Turns out, there’s a good chance Lou Gehrig didn’t die of Lou Gehrig’s disease, according to a group of Boston researchers that will publish their findings Wednesday in the Journal of Neuropathology and Experimental Neurology. While Gehrig is not mentioned specifically in the study [pdf], the findings highlight three cases, physiologically akin to Gehrig, in which people were diagnosed as having ALS but actually suffered from similar neurotrauma brought on by the long-term effects of concussions and other brain damage. It was the discovery of a higher concentration of “toxic proteins” in the spinal cord that signified a neurological condition similar in symptoms to ALS. As the study’s authors put it, “This is the first pathological evidence that repetitive head trauma experienced in collision sports might be associated with the development of a motor neuron disease.”

Lou Gehrig may not have really had Lou Gehrig's disease: Study shows concussions, brain trauma can mimic amyotrophic lateral sclerosis
In the 71 years since the Yankees slugger Lou Gehrig declared himself “the luckiest man on the face of the earth,” despite dying from a disease that would soon bear his name, he has stood as America’s leading icon of athletic valor struck down by random, inexplicable fate.

A peer-reviewed paper to be published Wednesday in a leading journal of neuropathology, however, suggests that Gehrig’s demise — and that of some other athletes and soldiers given a diagnosis of amyotrophic lateral sclerosis, commonly known as Lou Gehrig’s disease — might have been catalyzed by injuries only now becoming understood: concussions and other brain trauma.

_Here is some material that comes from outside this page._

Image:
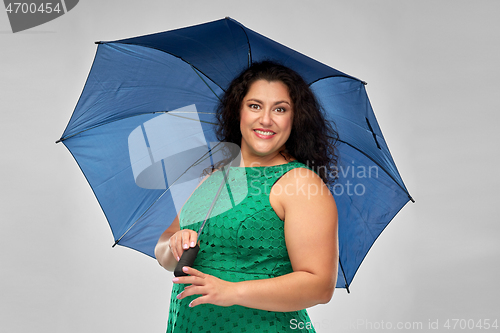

Although the paper does not discuss Gehrig specifically, its authors in interviews acknowledged the clear implication: Lou Gehrig might not have had Lou Gehrig’s disease.
The important thing about all this is recognising that vocations such as athlete and soldier, which have a higher rate of concussions, can add to the likelihood that someone could develop an ALS-like neuron disorder, and that, given that this is possible, more study should be given to how to prevent and treat it.